1. The problem statement, all variables and given/known data
Updating the carrier momentum after scattering is most easily accomplished in the rotated coordinate system. The rotated x-axis is related to the original x-axis by $$x_{r} = Y_{\theta}Z_{\varphi}x$$ where $$Y_{\theta}$$ describes a rotation of $${\theta}$$ about the y-axis, and $$Z_{\varphi}$$ describes a rotation of $${\varphi}$$ about the z-axis. The angles $${\theta}$$ and $${\varphi}$$ represent the polar and the azimuthal angles of the carrier momentum in the original coordinate system before the scattering event.

(a) Calculate the rotation matrices $$Y_{\theta}$$ and $$Z_{\varphi}$$.

2. Relevant equations
For Polar Optical Phonon Scattering
$$cos{\theta} = \frac{1+f-(1+2f)^r}{f}$$ where $$f = \frac{2\sqrt{E_{k}E_{k'}}}{(\sqrt{E_k}-\sqrt{E_{k'}})^2}$$

For isotropic scattering:
$$\varphi = 2\pi r_3$$
$$cos\theta = 1-2r_4$$
where r3 and r4 are uniform random numbers lying between 0 and 1

Other scattering mechanisms....

3. The attempt at a solution
To start with, this is my first class dealing with semiconductor physics and device modeling so I'm very hazy with a lot of the terminology used in this class which where many of my problems arize from.

I have two issues with this question, first is I don't know what a rotation matrix is.
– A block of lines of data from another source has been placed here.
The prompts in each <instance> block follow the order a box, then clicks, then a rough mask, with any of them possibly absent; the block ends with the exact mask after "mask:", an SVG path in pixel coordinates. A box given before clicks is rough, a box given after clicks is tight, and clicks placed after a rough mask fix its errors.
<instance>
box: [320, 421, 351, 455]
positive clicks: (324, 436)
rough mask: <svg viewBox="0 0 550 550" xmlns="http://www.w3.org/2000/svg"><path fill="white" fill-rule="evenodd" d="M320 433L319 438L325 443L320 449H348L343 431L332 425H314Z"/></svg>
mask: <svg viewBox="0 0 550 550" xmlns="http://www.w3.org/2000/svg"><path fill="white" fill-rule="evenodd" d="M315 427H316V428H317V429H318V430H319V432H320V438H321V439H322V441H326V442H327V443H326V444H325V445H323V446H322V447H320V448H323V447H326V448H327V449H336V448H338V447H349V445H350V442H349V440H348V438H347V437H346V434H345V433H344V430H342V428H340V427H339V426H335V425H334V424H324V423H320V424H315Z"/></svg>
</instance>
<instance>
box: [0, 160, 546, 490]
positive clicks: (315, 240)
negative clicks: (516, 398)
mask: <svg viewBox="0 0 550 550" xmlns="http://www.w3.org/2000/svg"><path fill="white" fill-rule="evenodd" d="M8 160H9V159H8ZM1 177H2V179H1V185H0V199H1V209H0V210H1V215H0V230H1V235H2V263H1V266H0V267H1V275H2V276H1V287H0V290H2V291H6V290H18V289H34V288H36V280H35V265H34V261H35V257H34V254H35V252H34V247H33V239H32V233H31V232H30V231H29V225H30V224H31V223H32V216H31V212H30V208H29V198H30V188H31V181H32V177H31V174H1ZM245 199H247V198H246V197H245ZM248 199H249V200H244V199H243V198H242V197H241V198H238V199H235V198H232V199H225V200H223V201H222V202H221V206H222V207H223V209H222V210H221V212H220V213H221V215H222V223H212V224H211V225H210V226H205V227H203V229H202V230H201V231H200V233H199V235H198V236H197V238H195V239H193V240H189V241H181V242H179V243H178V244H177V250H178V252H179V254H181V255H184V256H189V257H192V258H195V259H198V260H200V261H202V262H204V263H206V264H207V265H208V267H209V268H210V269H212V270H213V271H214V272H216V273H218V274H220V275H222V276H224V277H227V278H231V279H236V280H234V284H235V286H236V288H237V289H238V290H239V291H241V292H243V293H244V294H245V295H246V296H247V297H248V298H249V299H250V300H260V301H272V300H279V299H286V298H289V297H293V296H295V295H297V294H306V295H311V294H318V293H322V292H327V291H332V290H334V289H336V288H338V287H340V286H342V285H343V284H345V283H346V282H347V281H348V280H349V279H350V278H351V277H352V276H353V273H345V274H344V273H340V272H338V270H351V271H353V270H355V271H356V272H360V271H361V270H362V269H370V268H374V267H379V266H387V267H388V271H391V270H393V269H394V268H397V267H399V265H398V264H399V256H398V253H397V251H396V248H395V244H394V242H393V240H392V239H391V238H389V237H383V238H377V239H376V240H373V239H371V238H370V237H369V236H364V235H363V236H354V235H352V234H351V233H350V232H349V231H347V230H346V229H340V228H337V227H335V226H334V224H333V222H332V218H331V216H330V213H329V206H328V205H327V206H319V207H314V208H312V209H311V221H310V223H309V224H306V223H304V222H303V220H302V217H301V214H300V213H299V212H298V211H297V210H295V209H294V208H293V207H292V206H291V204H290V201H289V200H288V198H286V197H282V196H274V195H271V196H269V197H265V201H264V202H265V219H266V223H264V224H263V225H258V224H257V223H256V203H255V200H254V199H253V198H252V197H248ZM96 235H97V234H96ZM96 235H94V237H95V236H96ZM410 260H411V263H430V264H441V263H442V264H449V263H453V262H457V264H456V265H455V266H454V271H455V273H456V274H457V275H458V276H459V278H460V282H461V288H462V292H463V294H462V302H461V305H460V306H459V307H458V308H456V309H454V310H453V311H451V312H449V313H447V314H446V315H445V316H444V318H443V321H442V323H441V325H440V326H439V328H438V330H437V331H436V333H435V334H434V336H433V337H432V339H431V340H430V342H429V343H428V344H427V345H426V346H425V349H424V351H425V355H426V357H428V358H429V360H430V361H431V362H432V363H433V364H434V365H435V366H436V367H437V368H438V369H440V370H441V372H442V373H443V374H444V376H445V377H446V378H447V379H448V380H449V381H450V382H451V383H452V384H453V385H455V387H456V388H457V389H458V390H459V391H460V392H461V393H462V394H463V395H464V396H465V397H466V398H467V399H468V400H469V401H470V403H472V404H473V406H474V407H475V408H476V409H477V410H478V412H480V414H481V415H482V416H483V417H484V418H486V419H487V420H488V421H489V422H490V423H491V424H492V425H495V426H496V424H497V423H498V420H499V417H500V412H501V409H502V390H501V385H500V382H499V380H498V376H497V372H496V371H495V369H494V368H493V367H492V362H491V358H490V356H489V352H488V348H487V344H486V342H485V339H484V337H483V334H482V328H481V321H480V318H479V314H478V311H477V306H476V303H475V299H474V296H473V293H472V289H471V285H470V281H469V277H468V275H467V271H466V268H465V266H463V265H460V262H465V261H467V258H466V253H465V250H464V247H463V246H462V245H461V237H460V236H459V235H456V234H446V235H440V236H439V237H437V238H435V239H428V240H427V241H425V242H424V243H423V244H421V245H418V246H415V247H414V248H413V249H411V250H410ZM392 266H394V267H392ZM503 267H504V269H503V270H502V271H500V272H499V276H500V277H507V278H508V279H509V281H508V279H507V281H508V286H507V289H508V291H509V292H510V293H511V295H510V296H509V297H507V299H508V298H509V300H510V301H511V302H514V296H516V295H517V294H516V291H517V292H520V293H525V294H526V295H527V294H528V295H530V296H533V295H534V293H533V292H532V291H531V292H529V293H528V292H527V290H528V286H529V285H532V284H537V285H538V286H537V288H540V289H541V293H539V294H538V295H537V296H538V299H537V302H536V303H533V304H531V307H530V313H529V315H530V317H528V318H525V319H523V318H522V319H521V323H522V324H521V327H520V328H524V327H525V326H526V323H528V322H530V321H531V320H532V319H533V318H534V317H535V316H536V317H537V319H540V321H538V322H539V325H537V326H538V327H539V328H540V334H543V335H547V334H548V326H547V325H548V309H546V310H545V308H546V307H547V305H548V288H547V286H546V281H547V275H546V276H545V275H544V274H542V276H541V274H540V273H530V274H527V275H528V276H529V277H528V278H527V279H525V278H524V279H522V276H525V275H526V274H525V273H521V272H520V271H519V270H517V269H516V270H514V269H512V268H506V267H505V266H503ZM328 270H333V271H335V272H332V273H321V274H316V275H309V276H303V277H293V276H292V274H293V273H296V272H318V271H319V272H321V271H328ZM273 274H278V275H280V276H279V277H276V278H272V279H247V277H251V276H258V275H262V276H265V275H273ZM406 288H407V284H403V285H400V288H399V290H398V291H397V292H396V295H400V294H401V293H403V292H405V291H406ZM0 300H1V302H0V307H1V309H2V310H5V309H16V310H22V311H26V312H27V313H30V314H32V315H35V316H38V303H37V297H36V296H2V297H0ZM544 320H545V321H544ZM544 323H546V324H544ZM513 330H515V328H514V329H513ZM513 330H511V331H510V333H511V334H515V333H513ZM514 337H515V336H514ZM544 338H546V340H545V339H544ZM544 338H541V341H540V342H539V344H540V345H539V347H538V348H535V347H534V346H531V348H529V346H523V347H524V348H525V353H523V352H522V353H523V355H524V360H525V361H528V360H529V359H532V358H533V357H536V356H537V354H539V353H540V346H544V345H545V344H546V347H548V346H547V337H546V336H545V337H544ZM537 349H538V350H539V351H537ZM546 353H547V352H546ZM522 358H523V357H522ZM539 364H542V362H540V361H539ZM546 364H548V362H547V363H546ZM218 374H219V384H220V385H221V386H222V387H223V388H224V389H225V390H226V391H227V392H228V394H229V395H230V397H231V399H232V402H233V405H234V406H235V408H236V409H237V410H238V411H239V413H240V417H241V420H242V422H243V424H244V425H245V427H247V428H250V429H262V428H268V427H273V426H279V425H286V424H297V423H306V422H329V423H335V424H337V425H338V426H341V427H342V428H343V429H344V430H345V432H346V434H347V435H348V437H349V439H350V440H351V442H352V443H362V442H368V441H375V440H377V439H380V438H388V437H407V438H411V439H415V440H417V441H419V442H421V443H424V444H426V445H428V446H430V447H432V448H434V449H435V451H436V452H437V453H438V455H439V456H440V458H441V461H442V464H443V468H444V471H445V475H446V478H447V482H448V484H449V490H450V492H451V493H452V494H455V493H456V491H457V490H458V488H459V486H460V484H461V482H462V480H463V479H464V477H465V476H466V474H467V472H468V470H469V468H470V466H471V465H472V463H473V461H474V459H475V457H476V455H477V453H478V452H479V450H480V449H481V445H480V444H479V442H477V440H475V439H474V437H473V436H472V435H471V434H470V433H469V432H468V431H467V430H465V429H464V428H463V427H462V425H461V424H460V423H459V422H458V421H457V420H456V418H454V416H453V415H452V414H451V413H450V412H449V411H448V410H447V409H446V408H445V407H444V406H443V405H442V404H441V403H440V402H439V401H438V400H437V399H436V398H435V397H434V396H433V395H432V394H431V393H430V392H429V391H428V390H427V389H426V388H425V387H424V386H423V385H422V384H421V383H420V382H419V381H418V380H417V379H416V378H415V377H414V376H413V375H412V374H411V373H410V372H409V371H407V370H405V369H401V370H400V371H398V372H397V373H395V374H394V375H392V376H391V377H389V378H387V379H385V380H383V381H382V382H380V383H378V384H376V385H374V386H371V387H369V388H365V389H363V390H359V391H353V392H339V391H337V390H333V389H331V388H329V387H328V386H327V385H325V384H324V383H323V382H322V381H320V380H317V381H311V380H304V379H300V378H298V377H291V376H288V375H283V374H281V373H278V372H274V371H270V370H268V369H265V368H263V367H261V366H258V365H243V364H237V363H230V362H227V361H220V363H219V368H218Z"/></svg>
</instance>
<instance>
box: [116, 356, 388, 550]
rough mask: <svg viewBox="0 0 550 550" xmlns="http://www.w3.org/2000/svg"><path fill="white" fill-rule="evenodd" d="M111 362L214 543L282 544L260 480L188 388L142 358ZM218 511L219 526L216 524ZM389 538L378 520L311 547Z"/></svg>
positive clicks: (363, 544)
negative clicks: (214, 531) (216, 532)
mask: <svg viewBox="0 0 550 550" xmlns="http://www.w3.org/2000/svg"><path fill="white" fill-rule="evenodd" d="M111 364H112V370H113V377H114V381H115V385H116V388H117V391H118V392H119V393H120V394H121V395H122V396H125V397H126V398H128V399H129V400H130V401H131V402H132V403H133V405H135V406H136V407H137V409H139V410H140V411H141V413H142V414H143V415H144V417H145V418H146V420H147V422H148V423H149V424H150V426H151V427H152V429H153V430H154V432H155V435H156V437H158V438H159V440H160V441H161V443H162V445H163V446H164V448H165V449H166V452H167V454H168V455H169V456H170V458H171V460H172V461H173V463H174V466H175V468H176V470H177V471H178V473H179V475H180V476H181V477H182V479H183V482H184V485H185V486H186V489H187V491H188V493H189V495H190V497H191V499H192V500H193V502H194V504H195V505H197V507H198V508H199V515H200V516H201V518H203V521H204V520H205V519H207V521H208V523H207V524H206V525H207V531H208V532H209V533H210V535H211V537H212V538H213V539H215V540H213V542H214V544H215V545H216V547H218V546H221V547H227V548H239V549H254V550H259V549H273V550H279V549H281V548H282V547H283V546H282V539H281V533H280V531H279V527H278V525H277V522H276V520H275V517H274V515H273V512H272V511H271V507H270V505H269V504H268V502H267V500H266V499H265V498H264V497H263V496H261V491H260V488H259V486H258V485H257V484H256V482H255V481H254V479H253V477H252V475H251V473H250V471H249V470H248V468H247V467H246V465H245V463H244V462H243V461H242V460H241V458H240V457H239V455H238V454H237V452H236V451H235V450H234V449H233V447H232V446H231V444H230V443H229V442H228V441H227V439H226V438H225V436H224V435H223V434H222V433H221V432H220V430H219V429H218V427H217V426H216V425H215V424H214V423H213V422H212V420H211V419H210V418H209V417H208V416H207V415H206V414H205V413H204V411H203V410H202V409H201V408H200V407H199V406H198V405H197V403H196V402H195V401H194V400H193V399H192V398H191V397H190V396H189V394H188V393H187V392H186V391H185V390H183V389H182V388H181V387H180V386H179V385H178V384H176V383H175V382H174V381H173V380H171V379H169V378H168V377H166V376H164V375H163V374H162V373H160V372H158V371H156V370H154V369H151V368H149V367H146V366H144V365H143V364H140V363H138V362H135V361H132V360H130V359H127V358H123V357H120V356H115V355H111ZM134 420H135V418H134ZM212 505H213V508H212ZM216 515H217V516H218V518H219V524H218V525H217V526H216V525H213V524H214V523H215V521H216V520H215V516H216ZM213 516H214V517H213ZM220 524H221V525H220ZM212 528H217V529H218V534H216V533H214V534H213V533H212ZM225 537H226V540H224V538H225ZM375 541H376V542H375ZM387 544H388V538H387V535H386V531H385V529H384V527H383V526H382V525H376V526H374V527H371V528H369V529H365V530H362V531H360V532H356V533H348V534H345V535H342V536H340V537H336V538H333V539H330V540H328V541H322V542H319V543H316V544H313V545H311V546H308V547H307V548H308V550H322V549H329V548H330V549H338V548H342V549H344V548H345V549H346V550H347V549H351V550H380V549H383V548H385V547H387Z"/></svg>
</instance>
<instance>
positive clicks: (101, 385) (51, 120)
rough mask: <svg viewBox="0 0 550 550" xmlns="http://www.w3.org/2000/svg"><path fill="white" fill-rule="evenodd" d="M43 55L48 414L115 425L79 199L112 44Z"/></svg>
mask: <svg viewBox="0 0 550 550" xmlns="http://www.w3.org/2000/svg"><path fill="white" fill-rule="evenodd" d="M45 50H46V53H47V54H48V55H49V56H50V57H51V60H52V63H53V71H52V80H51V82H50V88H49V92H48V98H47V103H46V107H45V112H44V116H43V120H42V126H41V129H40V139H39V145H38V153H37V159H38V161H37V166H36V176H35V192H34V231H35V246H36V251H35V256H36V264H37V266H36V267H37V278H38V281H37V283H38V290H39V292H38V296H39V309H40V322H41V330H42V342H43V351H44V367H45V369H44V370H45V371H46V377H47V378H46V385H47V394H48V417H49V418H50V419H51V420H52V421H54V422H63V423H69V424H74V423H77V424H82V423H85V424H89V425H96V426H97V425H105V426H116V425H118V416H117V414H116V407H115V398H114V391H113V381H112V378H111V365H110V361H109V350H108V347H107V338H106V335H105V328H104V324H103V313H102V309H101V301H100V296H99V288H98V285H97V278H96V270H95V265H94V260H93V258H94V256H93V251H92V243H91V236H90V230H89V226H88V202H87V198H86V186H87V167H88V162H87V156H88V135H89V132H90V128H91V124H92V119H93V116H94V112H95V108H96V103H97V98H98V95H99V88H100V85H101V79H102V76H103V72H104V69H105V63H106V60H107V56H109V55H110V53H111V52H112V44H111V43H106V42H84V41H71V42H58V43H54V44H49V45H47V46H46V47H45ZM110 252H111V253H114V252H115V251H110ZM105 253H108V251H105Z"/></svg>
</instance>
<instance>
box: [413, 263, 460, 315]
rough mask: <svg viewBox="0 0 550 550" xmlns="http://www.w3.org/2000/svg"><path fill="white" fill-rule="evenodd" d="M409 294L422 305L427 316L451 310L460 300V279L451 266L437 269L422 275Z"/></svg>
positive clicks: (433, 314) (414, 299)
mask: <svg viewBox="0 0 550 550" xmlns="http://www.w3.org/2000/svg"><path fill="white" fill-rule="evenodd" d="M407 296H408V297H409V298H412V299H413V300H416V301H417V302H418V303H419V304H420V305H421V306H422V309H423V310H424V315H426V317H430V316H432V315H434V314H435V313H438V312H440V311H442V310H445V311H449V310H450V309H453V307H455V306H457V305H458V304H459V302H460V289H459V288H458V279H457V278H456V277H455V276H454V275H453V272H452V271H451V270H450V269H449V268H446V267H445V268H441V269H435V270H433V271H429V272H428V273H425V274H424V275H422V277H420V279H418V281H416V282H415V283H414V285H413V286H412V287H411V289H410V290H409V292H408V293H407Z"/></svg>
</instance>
There is no mention of it in the class notes or our text book. Anyone able to describe what a rotation matrix is?

2nd, from reading Numerical Simulation of Submicron Semiconductor Devices, I find several equations dealing with angles after scattering depending on what the scattering mechanism is, yet the problem does not state the scattering mechanism so I'm not sure how to tackle this problem.